Tag Archive for: sick child

U-Pick a great vacation activity

Look out, berries. You have met your match.

Look out, berries. You have met your match.

Few activities enable kids to connect with a new place as well as foraging for produce at U-Pick farms.

The endeavor includes the thrill of the hunt, the immediate satisfaction of watching as your baskets empty, and the delayed happiness of sampling as you go. Also, it’s damn fun. Even under the blazing sun.

Over the course of our travels, we’ve U-Picked in some pretty spectacular places: Vancouver Island, British Columbia. Alaska. Hawaii. Southern California. These days, Powerwoman and I try to find U-Pick farms near our home because we feel the experience is a great way to interact with other locals and get the kids to connect with our local environment.

This past weekend, we hit up a U-Pick program near our house: The one at Shone Farm in Santa Rosa.

Technically, at least on this day, the U-Pick was part of a Fall Festival designed to get people to the property and buy some produce.  The kids didn’t care what it was. They had a blast.

And who can blame them? After getting their faces painted by the front gate, R and L headed into a pumpkin patch to select their own pumpkins, which I cut right off the vine. From there we ventured into different U-Pick territories: beans, tomatoes, and, eventually, strawberries.

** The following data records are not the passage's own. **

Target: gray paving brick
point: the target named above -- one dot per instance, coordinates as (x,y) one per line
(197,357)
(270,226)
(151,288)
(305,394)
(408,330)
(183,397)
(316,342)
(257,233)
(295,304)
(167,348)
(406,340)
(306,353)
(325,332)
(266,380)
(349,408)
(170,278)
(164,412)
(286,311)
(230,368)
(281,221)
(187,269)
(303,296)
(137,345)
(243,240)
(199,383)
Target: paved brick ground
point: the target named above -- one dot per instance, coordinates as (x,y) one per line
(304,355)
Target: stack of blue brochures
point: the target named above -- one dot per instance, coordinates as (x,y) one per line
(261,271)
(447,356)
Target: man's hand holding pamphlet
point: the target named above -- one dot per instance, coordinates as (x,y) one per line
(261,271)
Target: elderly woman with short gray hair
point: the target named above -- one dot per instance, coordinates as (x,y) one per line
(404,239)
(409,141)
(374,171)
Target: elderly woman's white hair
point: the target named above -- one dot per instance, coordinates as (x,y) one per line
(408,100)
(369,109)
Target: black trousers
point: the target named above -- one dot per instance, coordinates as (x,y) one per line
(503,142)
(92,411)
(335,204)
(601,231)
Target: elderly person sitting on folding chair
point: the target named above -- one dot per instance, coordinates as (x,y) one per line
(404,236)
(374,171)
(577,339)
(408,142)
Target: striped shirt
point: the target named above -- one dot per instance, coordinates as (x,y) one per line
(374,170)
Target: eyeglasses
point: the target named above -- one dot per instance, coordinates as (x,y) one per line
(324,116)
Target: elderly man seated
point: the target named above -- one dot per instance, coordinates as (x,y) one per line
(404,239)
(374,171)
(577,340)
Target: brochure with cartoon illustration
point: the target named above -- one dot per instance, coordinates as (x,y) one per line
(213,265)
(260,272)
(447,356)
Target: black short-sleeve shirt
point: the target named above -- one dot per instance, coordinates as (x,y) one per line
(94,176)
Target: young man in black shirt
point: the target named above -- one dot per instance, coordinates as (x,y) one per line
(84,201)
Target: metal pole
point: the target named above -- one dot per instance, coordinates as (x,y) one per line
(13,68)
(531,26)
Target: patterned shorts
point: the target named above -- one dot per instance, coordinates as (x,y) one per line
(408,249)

Of course this was the main attraction. Each girl took a square plastic pint box and set out to pick ripe strawberries right off the plants. Most of the good ones—those that R didn’t eat—ended up safely in their pint boxes. All others were either left on the plants or tossed aside.

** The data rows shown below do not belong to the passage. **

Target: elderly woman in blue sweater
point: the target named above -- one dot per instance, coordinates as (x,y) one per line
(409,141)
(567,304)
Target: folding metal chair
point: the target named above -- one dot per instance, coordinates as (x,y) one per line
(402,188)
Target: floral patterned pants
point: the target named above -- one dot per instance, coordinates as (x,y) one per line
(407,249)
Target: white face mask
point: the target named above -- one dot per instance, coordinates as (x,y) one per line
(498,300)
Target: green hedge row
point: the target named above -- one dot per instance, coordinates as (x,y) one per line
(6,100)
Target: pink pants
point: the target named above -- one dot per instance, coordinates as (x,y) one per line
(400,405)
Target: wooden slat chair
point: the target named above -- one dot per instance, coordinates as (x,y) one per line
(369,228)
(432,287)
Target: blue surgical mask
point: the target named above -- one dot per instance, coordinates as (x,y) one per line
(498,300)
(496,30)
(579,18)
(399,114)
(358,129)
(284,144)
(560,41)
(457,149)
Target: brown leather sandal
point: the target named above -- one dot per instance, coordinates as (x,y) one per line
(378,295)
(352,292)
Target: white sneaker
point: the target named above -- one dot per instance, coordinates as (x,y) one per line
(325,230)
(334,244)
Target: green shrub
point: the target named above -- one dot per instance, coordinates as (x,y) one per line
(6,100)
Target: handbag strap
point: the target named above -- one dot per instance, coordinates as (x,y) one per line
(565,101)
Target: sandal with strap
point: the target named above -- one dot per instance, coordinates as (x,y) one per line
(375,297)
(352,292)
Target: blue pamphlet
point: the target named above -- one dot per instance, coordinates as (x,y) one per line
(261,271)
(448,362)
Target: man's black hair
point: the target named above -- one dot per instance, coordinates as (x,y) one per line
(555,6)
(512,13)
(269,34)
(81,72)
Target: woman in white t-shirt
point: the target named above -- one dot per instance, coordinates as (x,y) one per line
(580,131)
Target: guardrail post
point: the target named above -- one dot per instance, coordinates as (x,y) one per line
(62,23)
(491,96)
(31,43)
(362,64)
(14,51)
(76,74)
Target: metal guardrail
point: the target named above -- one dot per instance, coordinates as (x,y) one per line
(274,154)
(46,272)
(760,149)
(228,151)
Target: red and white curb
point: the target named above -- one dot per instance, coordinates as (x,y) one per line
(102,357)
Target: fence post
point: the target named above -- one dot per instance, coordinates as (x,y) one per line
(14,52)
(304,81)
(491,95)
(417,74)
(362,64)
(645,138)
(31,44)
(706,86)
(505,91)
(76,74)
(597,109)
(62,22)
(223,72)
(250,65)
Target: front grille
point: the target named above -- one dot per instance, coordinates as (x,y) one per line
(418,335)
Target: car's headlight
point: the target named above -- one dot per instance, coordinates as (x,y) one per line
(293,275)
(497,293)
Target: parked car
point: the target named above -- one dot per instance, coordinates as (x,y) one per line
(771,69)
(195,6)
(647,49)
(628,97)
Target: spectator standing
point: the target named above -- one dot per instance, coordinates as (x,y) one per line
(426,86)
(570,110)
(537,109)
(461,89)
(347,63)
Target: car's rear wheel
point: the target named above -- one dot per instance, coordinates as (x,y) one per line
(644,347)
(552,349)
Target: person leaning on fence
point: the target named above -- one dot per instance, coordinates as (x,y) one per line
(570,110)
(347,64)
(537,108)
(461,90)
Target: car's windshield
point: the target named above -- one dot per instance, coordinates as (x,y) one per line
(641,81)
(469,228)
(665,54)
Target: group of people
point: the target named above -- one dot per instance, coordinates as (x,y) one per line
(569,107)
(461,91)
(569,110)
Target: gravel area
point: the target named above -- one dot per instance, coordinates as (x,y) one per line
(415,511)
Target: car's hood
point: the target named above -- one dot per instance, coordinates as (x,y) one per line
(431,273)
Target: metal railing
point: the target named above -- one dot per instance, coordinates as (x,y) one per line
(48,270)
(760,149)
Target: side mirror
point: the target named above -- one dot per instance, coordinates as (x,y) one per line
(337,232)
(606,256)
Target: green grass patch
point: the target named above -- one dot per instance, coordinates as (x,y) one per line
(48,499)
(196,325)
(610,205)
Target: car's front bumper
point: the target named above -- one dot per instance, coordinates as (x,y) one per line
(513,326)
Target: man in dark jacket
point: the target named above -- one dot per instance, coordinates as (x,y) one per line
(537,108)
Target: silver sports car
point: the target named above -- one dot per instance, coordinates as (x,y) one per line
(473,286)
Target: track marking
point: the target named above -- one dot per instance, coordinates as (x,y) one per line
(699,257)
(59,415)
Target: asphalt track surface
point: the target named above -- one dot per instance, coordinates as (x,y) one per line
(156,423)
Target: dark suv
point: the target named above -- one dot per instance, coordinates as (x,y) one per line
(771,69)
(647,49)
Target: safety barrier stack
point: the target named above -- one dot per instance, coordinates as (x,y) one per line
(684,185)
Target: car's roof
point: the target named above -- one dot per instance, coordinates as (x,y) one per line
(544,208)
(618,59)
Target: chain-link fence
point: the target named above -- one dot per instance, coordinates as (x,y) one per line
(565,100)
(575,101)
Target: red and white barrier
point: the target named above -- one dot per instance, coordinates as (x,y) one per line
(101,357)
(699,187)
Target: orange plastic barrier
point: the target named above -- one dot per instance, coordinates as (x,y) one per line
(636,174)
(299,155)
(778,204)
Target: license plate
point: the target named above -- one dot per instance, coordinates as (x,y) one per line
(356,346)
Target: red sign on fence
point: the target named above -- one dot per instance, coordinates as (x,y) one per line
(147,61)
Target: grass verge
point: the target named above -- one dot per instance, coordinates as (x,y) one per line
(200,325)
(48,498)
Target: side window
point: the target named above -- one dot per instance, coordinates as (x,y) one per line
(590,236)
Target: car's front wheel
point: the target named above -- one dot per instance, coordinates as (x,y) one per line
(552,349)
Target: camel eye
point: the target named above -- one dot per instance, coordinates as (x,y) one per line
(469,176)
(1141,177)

Calling my kids strawberry-obsessed for the latter part of the afternoon would have been an understatement. Between the two of them, they must have eaten 200 strawberries in a five-minute period. They also rose to the challenge of spreading out to maximize coverage; each of the girls brought in quite a bounty.

What’s more, their “hunt,” as L called it, was a riveting topic of discussion for most of the drive home. They debriefed on strategies. They shared best-practices. They lamented the “icky mud” that seemed to get everywhere.

My kids were so wrapped up in recapping their U-Pick experiences that neither of them even realized it when, after the 20-minute drive, we returned to the house.

The takeaway: When it comes to nature, simply getting the kids out will create a lasting impression.

(Of course this time around we also got the benefit of berries. If those aren’t adequate representatives of the “fruits of your labor,” I’m not sure what is or what will be.)

Where are some of the most exotic places you’ve U-picked?